Otherwise, your best bet is to find a solid senior PM who has managed large scopes and shipped a diverse variety of product experiences. She should be able to hit the ground running without senior product guidance. Bonus if you can find someone who demonstrates the capacity to scale with the company, as this person might become your best Head of Product candidate 18 months from now.

2. Do-it-all without hand-holding.

Regardless of the seniority level, your first product hire will be walking into the wild-wild-west the moment she steps into the office — there likely isn’t a roadmap, sprint planning, standard QA/UAT process, decision-making mechanism across stakeholders, etc.

To succeed, this person needs to have the attitude and aptitude of doing it all without needing instructions.
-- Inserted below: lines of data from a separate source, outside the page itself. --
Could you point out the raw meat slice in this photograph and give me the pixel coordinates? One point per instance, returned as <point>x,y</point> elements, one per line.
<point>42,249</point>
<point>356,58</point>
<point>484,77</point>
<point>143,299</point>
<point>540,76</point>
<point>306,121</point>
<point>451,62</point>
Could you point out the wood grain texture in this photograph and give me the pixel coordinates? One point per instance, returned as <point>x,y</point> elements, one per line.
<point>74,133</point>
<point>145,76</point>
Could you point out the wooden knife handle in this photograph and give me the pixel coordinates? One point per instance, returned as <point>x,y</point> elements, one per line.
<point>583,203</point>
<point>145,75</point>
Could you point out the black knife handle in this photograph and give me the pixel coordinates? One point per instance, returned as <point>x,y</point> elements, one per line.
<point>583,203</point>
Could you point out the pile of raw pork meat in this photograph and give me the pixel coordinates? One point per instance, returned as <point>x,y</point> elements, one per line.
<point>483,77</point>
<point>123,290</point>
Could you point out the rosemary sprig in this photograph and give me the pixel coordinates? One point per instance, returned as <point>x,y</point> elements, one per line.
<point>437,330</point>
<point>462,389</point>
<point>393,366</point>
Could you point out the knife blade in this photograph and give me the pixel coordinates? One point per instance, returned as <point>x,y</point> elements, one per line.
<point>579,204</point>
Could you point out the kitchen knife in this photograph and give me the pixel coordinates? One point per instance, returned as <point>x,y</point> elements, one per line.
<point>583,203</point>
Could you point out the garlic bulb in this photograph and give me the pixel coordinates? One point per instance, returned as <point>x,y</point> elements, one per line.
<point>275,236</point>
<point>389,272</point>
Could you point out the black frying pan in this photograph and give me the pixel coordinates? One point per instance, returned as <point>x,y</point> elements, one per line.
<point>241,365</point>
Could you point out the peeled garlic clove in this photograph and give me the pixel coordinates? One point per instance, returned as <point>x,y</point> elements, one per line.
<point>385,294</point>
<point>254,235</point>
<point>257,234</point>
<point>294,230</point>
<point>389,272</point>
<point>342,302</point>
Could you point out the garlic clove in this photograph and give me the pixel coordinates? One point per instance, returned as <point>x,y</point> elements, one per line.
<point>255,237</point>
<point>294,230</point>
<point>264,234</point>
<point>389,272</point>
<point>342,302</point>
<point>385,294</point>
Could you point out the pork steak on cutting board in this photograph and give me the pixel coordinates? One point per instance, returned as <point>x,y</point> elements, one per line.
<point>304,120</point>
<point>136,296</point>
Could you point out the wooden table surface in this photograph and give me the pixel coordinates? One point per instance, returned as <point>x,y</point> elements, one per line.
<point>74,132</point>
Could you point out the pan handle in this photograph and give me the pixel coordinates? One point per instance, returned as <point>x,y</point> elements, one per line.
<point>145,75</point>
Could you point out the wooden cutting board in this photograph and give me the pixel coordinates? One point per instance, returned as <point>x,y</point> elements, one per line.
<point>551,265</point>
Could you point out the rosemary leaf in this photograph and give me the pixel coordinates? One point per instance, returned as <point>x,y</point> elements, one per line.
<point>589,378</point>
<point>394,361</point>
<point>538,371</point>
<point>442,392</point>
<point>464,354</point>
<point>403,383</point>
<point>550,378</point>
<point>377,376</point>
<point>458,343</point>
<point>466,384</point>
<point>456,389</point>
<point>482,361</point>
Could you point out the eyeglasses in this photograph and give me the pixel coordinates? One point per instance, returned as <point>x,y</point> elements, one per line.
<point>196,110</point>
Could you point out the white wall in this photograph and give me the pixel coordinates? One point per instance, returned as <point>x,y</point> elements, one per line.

She’ll need them both while helping the company figure out how the product team should work and constantly unblocking herself to ship products at a high velocity with few resources.

3. Flexibility.

I sometimes describe the job of a PM as “filling in the white space” — the job description changes based on what your teammates (engineers, designers, analysts) are good at and like to do. This is especially true at early-stage startups when the team is less complete.

When I first started as a PM at Blue Apron, there was no product design team, no dedicated analytics resources, and no engineering managers — so I quickly learned to double as a UX designer in the way I spec’d out the product, write my own SQL queries to get answers, and review technical architectural decisions with our engineers. As we started to build out more specialized functional teams, the PMs were able to focus on filling up different part of the white space.

Given the pace of change at early-stage companies, the ability and willingness to wax and wane as the white space changes is key for any PM to succeed — but it’s especially important for your first PM. Not only will this adaptability help them succeed in the months after they join, but it’ll also set the standard for future PMs that come on board.